Everyone involved in this movie faced a very difficult task: how do make interesting a story that everyone knows the ending to? We all know that the rebels got the Death Star plans and used them to find a weakness in the design that enabled them to blow it up.We know there’s a backstory there, but is it enough to base a whole movie on?
Well, it is if you do it right, and the people involved here certainly did.
The movie tells the story of a young girl, made effectively orphan when her father, who had a hand in the first designs of the Death Star, is captured by the Imperials and sent to finish the job. The girl eventually gets dragged into the fight against the Empire, meets up with several other people, and goes off to try and find her father.
It’s a pretty basic story, but it works well. It’s nice to have proper Imperial villains to sneer at once more, like Darth Vader and Grand Moff Tarkin (even if the CGI on him isn’t quite there just yet), and it’s fun seeing old heroes, like Mon Mothma and Bail Organa. One gets a whole lot of other wonderful cameos, and little Easter eggs referring to the larger universe.
But at its heart, the movie is about our heroes and their efforts to stop the Death Star, and I have to say that the movie did a great job of making me actually care about all of them, even the droid, and what many people are speculating might be a gay couple.I felt genuinely invested in these characters in a way that I haven’t since the original trilogy.
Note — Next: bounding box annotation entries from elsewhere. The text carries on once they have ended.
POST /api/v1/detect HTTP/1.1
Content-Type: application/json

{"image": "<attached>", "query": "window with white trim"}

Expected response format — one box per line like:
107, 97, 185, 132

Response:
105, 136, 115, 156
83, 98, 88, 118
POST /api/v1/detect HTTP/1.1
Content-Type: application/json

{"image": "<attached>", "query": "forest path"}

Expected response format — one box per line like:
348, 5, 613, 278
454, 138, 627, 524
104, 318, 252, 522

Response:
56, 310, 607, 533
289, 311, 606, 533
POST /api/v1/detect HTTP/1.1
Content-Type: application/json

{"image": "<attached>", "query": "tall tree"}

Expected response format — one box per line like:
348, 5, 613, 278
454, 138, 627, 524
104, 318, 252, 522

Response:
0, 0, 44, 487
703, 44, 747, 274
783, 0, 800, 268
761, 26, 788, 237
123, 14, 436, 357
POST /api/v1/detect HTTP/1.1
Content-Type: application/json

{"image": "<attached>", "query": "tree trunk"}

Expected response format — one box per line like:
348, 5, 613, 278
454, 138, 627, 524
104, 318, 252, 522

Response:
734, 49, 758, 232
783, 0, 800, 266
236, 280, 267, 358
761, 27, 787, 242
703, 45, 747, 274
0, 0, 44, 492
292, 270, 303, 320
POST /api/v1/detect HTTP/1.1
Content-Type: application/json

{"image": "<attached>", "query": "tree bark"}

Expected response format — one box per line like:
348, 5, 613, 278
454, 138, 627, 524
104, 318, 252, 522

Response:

The movie isn’t perfect. The CGI Tarkin probably should have only been used very sparingly, James Earl Jones sounds a bit “off” as Vader, and the music, except where it harkens back to the original score, was very forgettable. But otherwise, if this is a sign of things to come with the Star Wars universe, than I am very happy indeed. The “main” story may have gone off the rails since 1983, but at least the sub-stories can be great.